An event around the new book ‘The Underground Is Massive’ was a love fest for decades past.
Some people just don't listen. Or so it seemed when, 80 minutes into a marathon Q&A with fellow dance music journo Simon Reynolds, an audience member asked author Michaelangelo Matos at what point in time he believed electronic music stopped being underground. Had this middle-aged fella not been listening when Matos and Reynolds—discussing Matos's new book The Underground Is Massive: How Electronic Dance Music Conquered America—repeatedly referenced Daft Punk's seminal performance at Coachella in 2006 as the watershed moment for EDM?
Had he been snoozing when, an hour into the session at Skylight Books in the Los Feliz neighborhood of Los Angeles, Matos chose the Daft Punk-at-Coachella excerpt to read aloud to the standing room-only audience? Was he not riveted by Matos's telling of my personal story (quoted extensively in the book) of experiencing the curtains parting on the duo's legendary pyramid show while peeping out the vents of a porta-potty (page 330, kids)?
So it was with the slightest hint of exasperation, à la The Simpsons's Comic Book Guy, that Matos answered the inquiry, to which the questioner responded that for him, electronic music went mainstream in the late 80s when MARS-FM hit the airwaves of Los Angeles. Far from a clueless newb, the audience member revealed to be a dance music veteran, with roots that apparently date back to before many of the Millennials currently making EDM the "sound of now" were even born.
Such is often the difficulty when discussing longtail genres like EDM, and their decades-long rise to public consciousness. Witnesses to these sorts of cultural phenomena tend to peg their personal participation as the benchmark by which all things are judged. What came before is vaunted history, and what came after is never quite as good. It seems a revelation as powerful as one's first rave (typically paired with one's first pill) makes an objective viewpoint nearly impossible.

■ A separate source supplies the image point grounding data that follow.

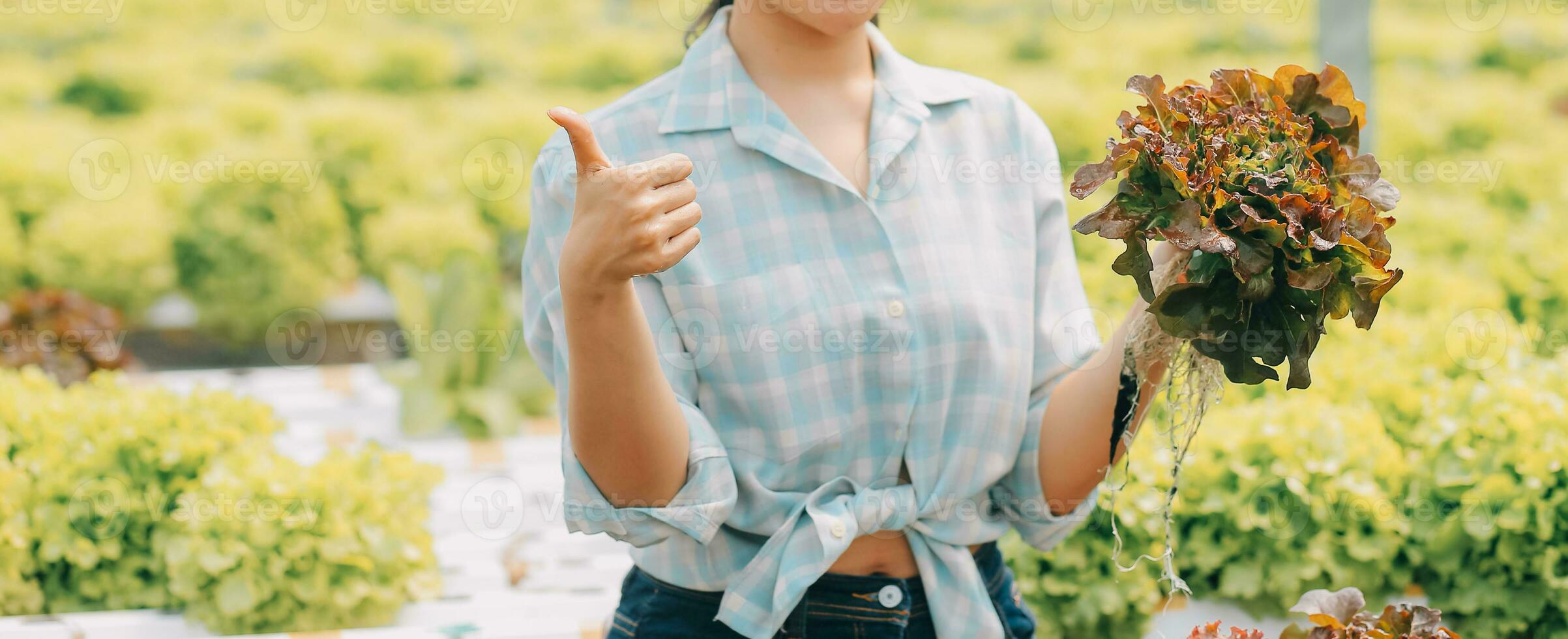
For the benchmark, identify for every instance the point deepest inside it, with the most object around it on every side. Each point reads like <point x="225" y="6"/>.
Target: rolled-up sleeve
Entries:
<point x="709" y="494"/>
<point x="1065" y="340"/>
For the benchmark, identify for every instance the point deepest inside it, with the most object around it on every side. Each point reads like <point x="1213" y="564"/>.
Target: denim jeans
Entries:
<point x="835" y="606"/>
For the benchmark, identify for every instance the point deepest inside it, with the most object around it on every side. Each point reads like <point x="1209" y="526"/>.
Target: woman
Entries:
<point x="879" y="360"/>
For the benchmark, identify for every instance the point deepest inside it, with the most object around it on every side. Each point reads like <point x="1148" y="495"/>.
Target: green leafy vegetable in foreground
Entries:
<point x="1260" y="176"/>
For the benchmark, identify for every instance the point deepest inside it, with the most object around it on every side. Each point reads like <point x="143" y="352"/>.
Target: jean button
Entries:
<point x="889" y="595"/>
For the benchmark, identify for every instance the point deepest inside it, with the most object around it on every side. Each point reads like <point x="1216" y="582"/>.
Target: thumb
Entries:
<point x="590" y="157"/>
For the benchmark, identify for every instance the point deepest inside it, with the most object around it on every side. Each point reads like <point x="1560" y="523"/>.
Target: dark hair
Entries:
<point x="703" y="20"/>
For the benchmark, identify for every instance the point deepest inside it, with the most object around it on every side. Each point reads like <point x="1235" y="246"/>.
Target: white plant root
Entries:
<point x="1192" y="383"/>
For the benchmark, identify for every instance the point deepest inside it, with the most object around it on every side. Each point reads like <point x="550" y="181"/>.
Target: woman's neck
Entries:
<point x="775" y="46"/>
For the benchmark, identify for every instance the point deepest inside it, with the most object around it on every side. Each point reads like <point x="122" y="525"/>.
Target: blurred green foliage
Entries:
<point x="1410" y="420"/>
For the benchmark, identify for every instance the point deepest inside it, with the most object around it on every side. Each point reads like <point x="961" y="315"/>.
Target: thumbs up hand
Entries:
<point x="629" y="220"/>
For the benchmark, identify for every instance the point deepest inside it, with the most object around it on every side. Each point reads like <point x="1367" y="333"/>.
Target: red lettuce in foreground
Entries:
<point x="1261" y="179"/>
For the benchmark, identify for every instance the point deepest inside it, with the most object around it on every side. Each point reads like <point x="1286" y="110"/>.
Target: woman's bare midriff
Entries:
<point x="883" y="553"/>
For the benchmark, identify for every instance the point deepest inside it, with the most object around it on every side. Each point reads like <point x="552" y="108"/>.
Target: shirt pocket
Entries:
<point x="765" y="378"/>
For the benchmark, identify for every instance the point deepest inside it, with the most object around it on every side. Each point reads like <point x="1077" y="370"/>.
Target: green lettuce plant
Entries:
<point x="265" y="545"/>
<point x="102" y="462"/>
<point x="466" y="364"/>
<point x="117" y="497"/>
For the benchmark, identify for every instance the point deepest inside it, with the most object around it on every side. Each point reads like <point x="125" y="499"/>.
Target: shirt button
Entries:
<point x="889" y="595"/>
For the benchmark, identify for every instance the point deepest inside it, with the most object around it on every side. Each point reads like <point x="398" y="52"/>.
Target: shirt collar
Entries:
<point x="703" y="93"/>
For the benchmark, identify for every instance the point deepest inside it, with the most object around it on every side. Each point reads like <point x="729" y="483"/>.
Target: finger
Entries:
<point x="672" y="195"/>
<point x="585" y="148"/>
<point x="681" y="218"/>
<point x="668" y="168"/>
<point x="683" y="244"/>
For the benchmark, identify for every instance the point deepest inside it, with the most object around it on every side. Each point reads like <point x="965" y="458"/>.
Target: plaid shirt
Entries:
<point x="819" y="340"/>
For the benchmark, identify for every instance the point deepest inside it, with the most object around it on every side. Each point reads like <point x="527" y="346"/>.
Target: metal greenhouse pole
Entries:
<point x="1344" y="38"/>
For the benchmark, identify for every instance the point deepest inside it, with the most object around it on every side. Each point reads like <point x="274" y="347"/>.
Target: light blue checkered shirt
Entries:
<point x="819" y="340"/>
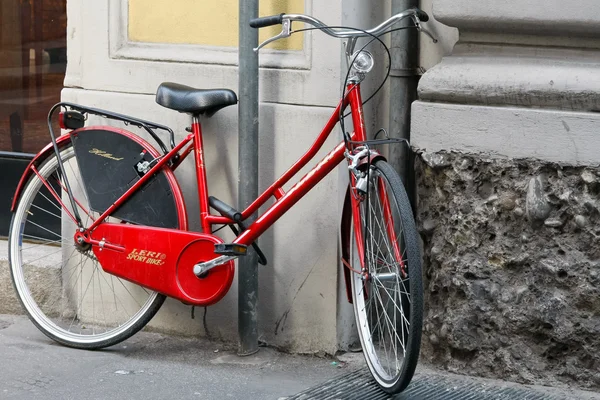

An implicit understanding of this narcissistic viewpoint felt by most dance music fans was sagely pointed out by Reynolds (whose 1998 book, Energy Flash: A Journey Through Rave Music and Dance Culture, is as definitive a work about the UK's own dance music explosion as Matos's tome is about America's) in his very first question of the evening, asking why the author in the hot seat declined to insert any first-person narrative into The Underground Is Massive.
But that doesn't mean Matos has no personal connection to the music he has now staked his career on (though he is a capable author who covers a wide swath of popular music professionally). As the talk unfolded, he continually hinted at his personal preferences (house and techno, good; EDM, not so much). It was a sentiment clearly carried by the entire audience that nodded affirmatively throughout the discussion.
Of course, this should come as little surprise. 20-something festival-loving EDM fans don't gather at 7:30 PM on a Friday night to discuss a 400-page book about the history leading up to their favorite music. That is an activity strictly reserved for middle-aged post-ravers who have to "get back to the fam," following the overtime assembly that ran until 11 PM (gasp!). This is how we rave in 2015.
And then there was the woman in the front row who, after 90 minutes in a now uncomfortably warm bookstore, asked a final question of Matos and Reynolds—"What are each of your five all-time favorites?" A truly sophomoric query that raised the optimistic possibility that perhaps this whole EDM explosion (and the books that come with it) might actually deliver on the promise to turn casual listeners of today's poptronic sound into fans of serious (and historically-vetted) underground electronic music. Reynolds' and Matos's answers were, unsurprisingly, entirely from the 1990s.